I think it was clever to enhance Excel by integrating Hadoop. Although Excel isn’t the most exciting product, it is used by millions of workers and is the de facto analytic tool for hundreds of companies. I think Microsoft’s strategy is a big commitment and a leading indicator that Hadoop is ready to enter the mainstream.
The Future is Now
Sanjay Radia’s presentation was key for me in thinking that Hadoop is ready for the mainstream. Many of the issues that were raised with the first release of Hadoop (and over time solved through various forks) have now found a home in the 2.0 version. HDFS will now finally support multiple independent name nodes, the ability to run an object store on block storage, read path performance improvements, and on-the-wire-encryption. The reliability and performance improvements are welcome additions to HDFS and will definitely be important in all production deployments. I’m also excited about planned improvements, such as the ability to run heterogeneous storage and support for volumes.

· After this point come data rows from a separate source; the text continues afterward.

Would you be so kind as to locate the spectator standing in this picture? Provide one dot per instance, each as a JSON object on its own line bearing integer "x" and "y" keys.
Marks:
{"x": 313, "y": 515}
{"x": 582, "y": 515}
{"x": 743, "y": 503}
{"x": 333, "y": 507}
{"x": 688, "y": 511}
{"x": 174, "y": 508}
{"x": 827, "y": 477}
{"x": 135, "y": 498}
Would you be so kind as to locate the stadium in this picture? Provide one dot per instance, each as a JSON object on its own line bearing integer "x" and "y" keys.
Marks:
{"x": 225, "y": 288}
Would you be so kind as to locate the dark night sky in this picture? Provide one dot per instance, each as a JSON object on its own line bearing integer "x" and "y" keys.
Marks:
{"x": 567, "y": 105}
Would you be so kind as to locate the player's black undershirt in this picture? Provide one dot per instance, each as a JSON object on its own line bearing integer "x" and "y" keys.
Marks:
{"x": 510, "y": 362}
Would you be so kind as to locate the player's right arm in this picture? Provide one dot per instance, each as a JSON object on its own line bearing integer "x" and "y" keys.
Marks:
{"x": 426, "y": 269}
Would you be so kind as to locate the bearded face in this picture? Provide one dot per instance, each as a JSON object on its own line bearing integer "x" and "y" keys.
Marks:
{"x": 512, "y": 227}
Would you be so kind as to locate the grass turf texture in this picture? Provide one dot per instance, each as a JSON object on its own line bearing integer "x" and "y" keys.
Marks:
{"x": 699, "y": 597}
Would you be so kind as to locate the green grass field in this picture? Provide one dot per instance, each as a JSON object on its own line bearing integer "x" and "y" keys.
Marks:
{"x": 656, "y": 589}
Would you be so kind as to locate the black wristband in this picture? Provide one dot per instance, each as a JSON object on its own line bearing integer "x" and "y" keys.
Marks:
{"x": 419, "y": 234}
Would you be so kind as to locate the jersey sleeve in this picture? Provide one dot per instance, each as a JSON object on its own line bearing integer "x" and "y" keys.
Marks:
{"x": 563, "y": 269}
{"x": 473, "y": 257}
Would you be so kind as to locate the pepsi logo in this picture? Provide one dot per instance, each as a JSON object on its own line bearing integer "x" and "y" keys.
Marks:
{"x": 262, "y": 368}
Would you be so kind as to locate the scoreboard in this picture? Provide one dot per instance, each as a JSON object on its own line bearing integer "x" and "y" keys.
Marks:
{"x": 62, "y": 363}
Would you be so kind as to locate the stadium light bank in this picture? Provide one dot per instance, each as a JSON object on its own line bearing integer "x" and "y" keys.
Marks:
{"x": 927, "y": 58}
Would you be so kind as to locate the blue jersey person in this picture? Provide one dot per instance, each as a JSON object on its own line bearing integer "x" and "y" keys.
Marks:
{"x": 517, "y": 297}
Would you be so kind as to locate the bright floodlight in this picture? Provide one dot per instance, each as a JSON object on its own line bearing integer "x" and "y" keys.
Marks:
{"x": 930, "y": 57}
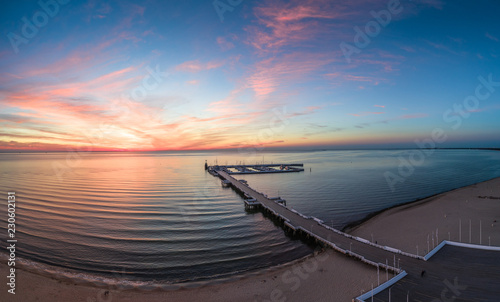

Another interesting development is the new version of Hive (called the Stinger Initiative) again leveraging YARN. Most users who work with databases are far more comfortable with SQL than Java. Although you still need to know Java to truly unlock the power of Hadoop, most analysts are happy to use Hive as the SQL translator to extract data from HDFS. However, Hive had limitations and still relied on MapReduce. This new version leverages Tez, which means MapReduce is no longer required when using Hive because it just executes a DAG. It also helped to remove that 15-second startup penalty, which improved the performance of Hive (among other improvements that boosted its overall performance). Stinger also added an enhanced optimizer (and a more usable explain plan), support for additional data types, and more SQL extensions like sub-queries in the where clause and secure GRANT and REVOKE commands. Many of these are common features in SQL clients, and this is definitely a sign of Hadoop’s movement to the mainstream.
Hadoop is no longer the experimental project that developers used to play with in their spare time. It’s now a serious analytic platform used by large companies in mission-critical applications. The focus on stability, security, and performance is definitely an indication of product users asking for features that are important to them. The growth of Hadoop has been phenomenal over the past few years, and I believe the launch of Hadoop 2.0 will bring even more mainstream users into the fold. If you aren’t seriously looking into Hadoop now, you could be ceding an advantage to your competitors who are taking advantage of its superior analytic abilities.